На что старая Гайдисова ответила:
– Ты должен отказаться, ты этого не понимаешь; насчёт того, что ты мог бы с ней встретиться, и не мечтай, не может этого быть.
Минуту подумав, она живо добавила:
– Она умерла, её нет уже на свете…
Почему я этим её словам не поверил, я не знаю, но был почти уверен, что она поведала это специально, чтобы выбить из моей головы поиски матери.
Потом пришёл старый Гайдис и разговор прервался. Но, отправившись на свой соломенный матрац спать, я не мог сомкнуть глаз, постоянно думая о том, что должен искать отца и мать и напоминать о своих правах. Я с детства видел, что родители заботились о тех, которых им Бог дал, за что я был лишён этого?
На следующий день и на протяжении тех нескольких
Сколько в детской голове от этого всего народилось детских грёз и мечтаний, которые никогда не должны были сбыться, посчитать действительно было трудно.
Тем временем в дорогу всё приготовили, а Гайдис однажды из замка принёс новость, что завтра намеревается отвести меня и показать тому духовному лицу, который обещал взять меня с собой в Краков.

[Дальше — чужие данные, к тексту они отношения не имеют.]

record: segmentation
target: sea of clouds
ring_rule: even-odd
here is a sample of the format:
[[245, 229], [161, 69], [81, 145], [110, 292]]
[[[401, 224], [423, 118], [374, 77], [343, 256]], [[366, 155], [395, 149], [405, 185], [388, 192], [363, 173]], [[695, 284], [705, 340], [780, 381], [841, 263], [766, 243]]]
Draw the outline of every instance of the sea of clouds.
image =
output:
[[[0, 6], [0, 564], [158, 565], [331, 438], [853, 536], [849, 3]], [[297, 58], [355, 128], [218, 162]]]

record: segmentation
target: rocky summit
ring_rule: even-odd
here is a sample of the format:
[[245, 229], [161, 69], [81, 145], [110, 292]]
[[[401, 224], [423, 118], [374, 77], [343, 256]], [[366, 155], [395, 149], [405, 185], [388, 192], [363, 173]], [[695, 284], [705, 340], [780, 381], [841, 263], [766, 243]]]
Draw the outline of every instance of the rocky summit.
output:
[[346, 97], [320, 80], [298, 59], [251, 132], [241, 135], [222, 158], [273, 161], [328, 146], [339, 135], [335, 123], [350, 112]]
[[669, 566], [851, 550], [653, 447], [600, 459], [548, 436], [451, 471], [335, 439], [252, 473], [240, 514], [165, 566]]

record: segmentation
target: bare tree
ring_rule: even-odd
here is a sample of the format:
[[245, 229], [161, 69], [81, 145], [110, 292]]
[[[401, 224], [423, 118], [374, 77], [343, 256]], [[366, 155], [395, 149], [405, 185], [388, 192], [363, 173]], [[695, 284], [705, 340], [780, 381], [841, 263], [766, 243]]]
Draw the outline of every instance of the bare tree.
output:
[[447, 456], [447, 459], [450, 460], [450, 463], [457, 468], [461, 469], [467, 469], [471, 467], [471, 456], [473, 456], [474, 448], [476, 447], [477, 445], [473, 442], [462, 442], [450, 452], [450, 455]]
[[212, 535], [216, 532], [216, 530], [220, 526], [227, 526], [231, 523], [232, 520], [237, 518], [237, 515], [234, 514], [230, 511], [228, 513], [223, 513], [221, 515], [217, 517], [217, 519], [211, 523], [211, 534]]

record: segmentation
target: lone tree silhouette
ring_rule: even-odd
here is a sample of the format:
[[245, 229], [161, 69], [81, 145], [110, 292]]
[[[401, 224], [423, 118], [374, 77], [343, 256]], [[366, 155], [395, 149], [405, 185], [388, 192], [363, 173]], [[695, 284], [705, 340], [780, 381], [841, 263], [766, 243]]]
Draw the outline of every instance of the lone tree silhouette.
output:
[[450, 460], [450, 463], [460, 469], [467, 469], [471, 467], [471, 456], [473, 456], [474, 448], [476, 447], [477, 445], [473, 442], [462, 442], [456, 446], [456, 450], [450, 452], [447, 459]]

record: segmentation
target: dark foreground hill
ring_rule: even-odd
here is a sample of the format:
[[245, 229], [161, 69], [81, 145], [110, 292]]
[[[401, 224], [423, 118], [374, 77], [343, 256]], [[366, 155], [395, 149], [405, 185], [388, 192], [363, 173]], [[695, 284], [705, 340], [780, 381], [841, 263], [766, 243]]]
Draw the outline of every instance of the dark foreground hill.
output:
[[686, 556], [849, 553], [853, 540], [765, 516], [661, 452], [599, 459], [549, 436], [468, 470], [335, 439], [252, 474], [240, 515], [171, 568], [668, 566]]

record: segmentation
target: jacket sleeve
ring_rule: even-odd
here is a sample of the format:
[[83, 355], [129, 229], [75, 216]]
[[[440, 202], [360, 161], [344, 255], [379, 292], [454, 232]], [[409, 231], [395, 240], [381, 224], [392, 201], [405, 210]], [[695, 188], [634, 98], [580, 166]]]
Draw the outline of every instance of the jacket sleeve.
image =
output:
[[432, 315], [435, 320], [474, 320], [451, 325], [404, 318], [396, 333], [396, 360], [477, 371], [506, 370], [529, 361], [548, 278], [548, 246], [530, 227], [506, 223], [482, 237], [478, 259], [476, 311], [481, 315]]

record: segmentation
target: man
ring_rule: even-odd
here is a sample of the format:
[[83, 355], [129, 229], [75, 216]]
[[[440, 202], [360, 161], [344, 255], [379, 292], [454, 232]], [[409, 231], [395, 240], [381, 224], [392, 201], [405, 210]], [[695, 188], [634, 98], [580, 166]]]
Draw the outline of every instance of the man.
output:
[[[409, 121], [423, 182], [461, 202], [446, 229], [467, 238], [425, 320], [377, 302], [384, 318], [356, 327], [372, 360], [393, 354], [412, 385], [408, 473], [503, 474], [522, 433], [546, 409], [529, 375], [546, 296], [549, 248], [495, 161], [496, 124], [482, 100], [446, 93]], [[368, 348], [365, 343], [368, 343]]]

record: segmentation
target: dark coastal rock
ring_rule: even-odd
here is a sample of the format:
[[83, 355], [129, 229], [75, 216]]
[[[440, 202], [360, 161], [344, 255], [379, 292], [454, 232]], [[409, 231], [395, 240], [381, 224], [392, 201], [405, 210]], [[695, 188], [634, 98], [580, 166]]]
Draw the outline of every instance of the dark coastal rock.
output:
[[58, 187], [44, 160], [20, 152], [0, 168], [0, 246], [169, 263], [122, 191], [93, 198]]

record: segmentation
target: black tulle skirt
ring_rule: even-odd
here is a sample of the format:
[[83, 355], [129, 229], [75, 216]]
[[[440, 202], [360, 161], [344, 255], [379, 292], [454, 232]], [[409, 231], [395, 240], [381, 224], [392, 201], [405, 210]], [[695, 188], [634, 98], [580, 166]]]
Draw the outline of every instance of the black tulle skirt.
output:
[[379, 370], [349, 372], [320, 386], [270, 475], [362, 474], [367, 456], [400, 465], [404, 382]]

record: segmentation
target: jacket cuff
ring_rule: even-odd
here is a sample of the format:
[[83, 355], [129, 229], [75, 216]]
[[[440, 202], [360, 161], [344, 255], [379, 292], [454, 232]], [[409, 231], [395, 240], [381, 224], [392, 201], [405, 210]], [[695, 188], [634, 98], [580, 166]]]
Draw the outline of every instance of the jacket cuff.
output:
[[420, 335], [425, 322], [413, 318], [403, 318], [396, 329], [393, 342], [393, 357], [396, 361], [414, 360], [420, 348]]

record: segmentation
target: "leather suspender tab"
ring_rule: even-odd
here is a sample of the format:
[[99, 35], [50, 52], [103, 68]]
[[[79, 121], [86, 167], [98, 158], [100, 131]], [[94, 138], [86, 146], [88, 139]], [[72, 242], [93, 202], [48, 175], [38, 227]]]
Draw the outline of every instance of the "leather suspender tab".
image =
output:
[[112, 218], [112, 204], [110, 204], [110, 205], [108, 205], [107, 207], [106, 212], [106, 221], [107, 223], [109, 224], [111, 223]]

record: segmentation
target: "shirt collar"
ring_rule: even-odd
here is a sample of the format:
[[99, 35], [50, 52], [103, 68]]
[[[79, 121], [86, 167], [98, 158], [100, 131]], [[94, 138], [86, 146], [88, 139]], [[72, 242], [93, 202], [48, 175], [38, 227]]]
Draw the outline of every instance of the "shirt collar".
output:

Когда я осмелился спросить Гайдиса, кто этим распоряжается и отправляет меня оттуда, он грозно посмотрел на меня.
– А тебе, юнец, что до этого!? – воскликнул он. – Воли своей не имеешь, что тебе прикажут делать, ты обязан выполнять и не спрашивать. Я, твой отец, попросил об этом, и будет так, как решили.
Я знал, что с ним нельзя было спорить, должен был молчать.
На следующий день, как объявил, он отвёл меня в нижний замок, в котором мы застали ксендза, правда, в такой одежде, какую они все носили, но фигуры рыцарской, как будто только что вылез из доспехов.
Тот, увидев меня, а, видно, уже обо мне знал заранее, нахмурил брови и лицо его скривилось, но встал из-за стола и приблизился ко мне; начал в каком-то грустном молчании меня рссматривать. Потом, выйдя из задумчивости, задал мне несколько вопросов. Хотя он выглядел довольно грозно, я не слишком его испугался и отвечал смело.
Он внимательно слушал, а в конце спросил:
– А учиться хочешь?
Я живо это подтвердил.
– Это хорошо, – сказал он, хлопая меня по плечу, – потому что ты сирота, не имеешь на свете никого и ничего, а то, что сам себе работой заработаешь, то твоё. Люди – милосердны, но милосердие заслужить нужно.
Это сиротство меня снова задело за живое. Затем этот ксендз, как я узнал позже, Ян из Жешова, что позднее был епископом, отвернувшись от меня, тихо спросил Гайдиса, как меня звать.
Кроме этого имени Яшка, я не имел другого, ксендз, не знаю почему, Гайдисом не хотел меня называть, и прибавил:
– Мы назовём его Орфаном.
И вот таким образом мне досталось это имя, которое осталось мне на всю жизнь, так как на другое никогда не имел права.
Не буду описывать, как я слёзно расставался с достойными приёмными родителями и как Гайдисова, вытирая фартуком слёзы, проводила меня насколько могла дальше.
Польские паны, которые забирали с собой сироту, ехали с красивым двором. Все они, не исключая духовных лиц, ехали верхом, но за ними следовало много повозок, потому что не было ни таких дорог и гостиниц, ни густых поселений, чтобы можно было обойтись без запасов для людей и коней.